Lean
in a Nutshell
by Tom McBride
Partners for
Creative Solutions, Inc.
By now you have probably heard the term “lean” used in
at least one business improvement context. Perhaps
it was lean manufacturing, lean enterprise, lean accounting, or even
lean retailing. Many people
assume that lean methods attempt to improve efficiency by simply starving the
organization of resources; however, lean is actually all about working smarter.
It is fundamentally a philosophy of
reducing customer order-to-delivery cycles by eliminating sources of waste
(wasted time, wasted material, wasted capital, or wasted opportunity).
The
term originated in 1987 when Jim Womack and his team at MIT were working to
understand and describe the new manufacturing system pioneered by
Toyota
. Womack’s team chose the
lean label, because the
Toyota
system required less of everything (effort, space, defects, time, capital,
inventory, etc.) than conventional production systems, while producing more.

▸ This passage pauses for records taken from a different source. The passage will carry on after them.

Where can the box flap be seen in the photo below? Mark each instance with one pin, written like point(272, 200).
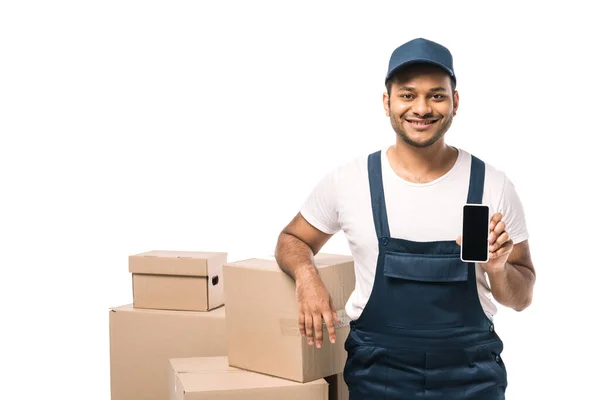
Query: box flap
point(322, 260)
point(204, 374)
point(167, 262)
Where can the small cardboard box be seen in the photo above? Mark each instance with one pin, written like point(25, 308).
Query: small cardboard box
point(212, 378)
point(177, 280)
point(262, 319)
point(142, 342)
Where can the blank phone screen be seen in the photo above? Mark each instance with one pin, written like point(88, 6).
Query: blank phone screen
point(475, 233)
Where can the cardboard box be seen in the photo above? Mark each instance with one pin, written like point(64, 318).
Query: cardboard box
point(177, 280)
point(213, 378)
point(262, 319)
point(142, 342)
point(338, 390)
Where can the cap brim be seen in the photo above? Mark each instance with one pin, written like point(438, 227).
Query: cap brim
point(419, 61)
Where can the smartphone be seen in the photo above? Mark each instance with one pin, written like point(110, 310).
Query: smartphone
point(475, 233)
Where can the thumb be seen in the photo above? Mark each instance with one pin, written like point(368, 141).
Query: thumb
point(333, 312)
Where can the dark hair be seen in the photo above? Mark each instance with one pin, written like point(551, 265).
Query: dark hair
point(394, 78)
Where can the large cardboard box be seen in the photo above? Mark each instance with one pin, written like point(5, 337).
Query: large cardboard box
point(212, 378)
point(262, 318)
point(142, 342)
point(338, 390)
point(177, 280)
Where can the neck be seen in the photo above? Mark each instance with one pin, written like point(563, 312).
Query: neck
point(421, 164)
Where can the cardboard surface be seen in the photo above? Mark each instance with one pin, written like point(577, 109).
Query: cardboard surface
point(177, 280)
point(262, 319)
point(213, 378)
point(142, 342)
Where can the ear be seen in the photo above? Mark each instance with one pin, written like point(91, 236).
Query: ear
point(386, 103)
point(456, 98)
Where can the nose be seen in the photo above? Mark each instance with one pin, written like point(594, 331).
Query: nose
point(421, 106)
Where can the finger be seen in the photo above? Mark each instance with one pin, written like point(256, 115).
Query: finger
point(309, 328)
point(495, 219)
point(499, 228)
point(301, 324)
point(503, 238)
point(505, 249)
point(328, 317)
point(336, 319)
point(497, 231)
point(318, 327)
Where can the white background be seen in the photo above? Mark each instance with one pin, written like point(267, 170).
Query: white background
point(135, 125)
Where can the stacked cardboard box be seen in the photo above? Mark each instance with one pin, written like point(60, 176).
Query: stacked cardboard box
point(202, 328)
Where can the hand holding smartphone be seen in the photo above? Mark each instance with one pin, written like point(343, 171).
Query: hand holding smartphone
point(475, 233)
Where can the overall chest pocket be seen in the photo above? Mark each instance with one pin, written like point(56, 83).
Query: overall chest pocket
point(425, 291)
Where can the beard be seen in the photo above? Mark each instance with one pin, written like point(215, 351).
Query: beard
point(444, 125)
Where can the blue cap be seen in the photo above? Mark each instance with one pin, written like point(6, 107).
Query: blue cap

Several years later Womack and Jones distilled the lean philosophy down
to five principles in their book “Lean Thinking” (1997).
- Specify the
value desired by your customer.
- Identify the
value streams used to provide that value and challenge all of the wasted
steps.
- Make the
product flow continuously through the remaining, value-creating steps.
- Introduce
“pull” between all steps where continuous flow is impossible.
Note: The “pull”
method minimizes throughput time by maintaining low levels of work in
process.
- Manage to
achieve perfection.
Dozens of tools and building blocks are available to support effective
implementation of these principles, including 5S (workplace organization), quick
changeover, mistake proofing, pareto charts, and cause-and-effect diagrams.
But tools and methods are only part of the solution.
Strong leadership and the support of a trained and motivated workforce
are absolutely crucial to success.
From its
beginnings in the automotive industry, the lean philosophy has spread globally
to manufacturing companies of all sizes in a variety of industries.
It has proven to be the most powerful production system in the world for
improving productivity and customer service, while reducing lead times,
inventories, and defects. Outside of
manufacturing lean has produced impressive results for banks, insurance
agencies, retailers, distributors, law firms, and other types of organizations.
Only a
fraction of businesses have adopted the lean philosophy to date, and not all
transformation attempts have been successful.
The process is not easy, but those that succeed increase their ability to
remain competitive for the long term.